Der Colonel schöpfte keuchend Atem, um das Furchtbare hervorzusprudeln, aber in diesem Augenblick wurde er Mr. Raynes ansichtig, der eben dem Ausgang zuschritt.

Mit einem Sprung war Rowcliffe in der Tür und versperrte ihm mit ausgebreiteten Armen den Weg. »Bevor Sie diesen Raum verlassen, werden Sie mir gefälligst eine Aufklärung geben«, stieß er drohend hervor.

»Worüber?« fragte der große Mann gelassen, und zum zweiten Mal an diesem Abend fühlte der Colonel den unangenehmen Blick an sich heruntergleiten. Aber diesmal stand für ihn zuviel auf dem Spiel, um sich dadurch einschüchtern zu lassen.

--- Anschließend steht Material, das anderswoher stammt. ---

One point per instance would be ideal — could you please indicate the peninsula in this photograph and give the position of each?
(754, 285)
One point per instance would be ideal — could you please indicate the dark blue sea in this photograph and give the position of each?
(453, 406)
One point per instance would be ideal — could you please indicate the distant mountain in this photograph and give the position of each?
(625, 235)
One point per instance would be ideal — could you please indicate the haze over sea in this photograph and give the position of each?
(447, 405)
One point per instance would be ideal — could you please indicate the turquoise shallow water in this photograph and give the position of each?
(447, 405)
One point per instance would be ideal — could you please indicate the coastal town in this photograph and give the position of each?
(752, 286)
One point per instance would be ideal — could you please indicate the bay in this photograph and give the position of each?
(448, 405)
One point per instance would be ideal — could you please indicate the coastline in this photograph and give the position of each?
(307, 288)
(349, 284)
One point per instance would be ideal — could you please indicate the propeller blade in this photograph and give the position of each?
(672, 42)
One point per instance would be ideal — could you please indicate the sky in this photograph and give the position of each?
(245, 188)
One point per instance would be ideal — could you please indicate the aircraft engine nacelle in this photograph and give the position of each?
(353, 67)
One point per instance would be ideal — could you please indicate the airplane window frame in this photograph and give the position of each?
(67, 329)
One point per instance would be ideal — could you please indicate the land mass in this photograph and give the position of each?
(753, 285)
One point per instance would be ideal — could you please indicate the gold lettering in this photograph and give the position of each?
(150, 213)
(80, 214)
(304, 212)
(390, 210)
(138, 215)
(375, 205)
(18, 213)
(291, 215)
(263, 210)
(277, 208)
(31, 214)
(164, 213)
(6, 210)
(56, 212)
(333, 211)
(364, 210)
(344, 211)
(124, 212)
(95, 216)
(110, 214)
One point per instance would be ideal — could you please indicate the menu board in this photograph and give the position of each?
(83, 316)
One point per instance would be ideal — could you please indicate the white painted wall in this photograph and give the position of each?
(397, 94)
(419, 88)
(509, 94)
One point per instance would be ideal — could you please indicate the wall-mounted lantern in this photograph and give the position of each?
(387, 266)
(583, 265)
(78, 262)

»Über den Verbleib des Schmuckes, den Ihre Tänzerin getragen hat«, krächzte er tonlos und reckte sich so hoch wie möglich.

Aber schon in der nächsten Sekunde sah er sich noch um einige Köpfe höher emporgehoben und flog wie ein Ball vor die Füße des entsetzt herbeieilenden Mr. Hearson. Dann schritt der junge elegante Mann gelassen durch die freie Tür, und selbst der schneidige Inspektor Elliot fand in dieser heiklen und peinlichen Situation nur ein ratloses Räuspern.

Dafür überschüttete ihn der aschfahle Rowcliffe mit einer Flut von Vorwürfen. »Daran tragen Sie die Schuld«, stieß er keuchend hervor. »Wenn Sie Ihre Pflicht erfüllen würden, anstatt die ganze Nacht Ihren Vergnügungen nachzugehen, könnten solche Dinge nicht passieren. Man wird ja in Chesterhills bald seines Lebens nicht mehr sicher sein.«

Hearson faßte den aufgeregten Mann hastig unter dem Arm, und mit dem höchst gekränkten Elliot eilten sie zu dritt Miß Jetta zu Hilfe, die in einem bejammernswerten Zustand noch immer in ihrem Stuhl lag.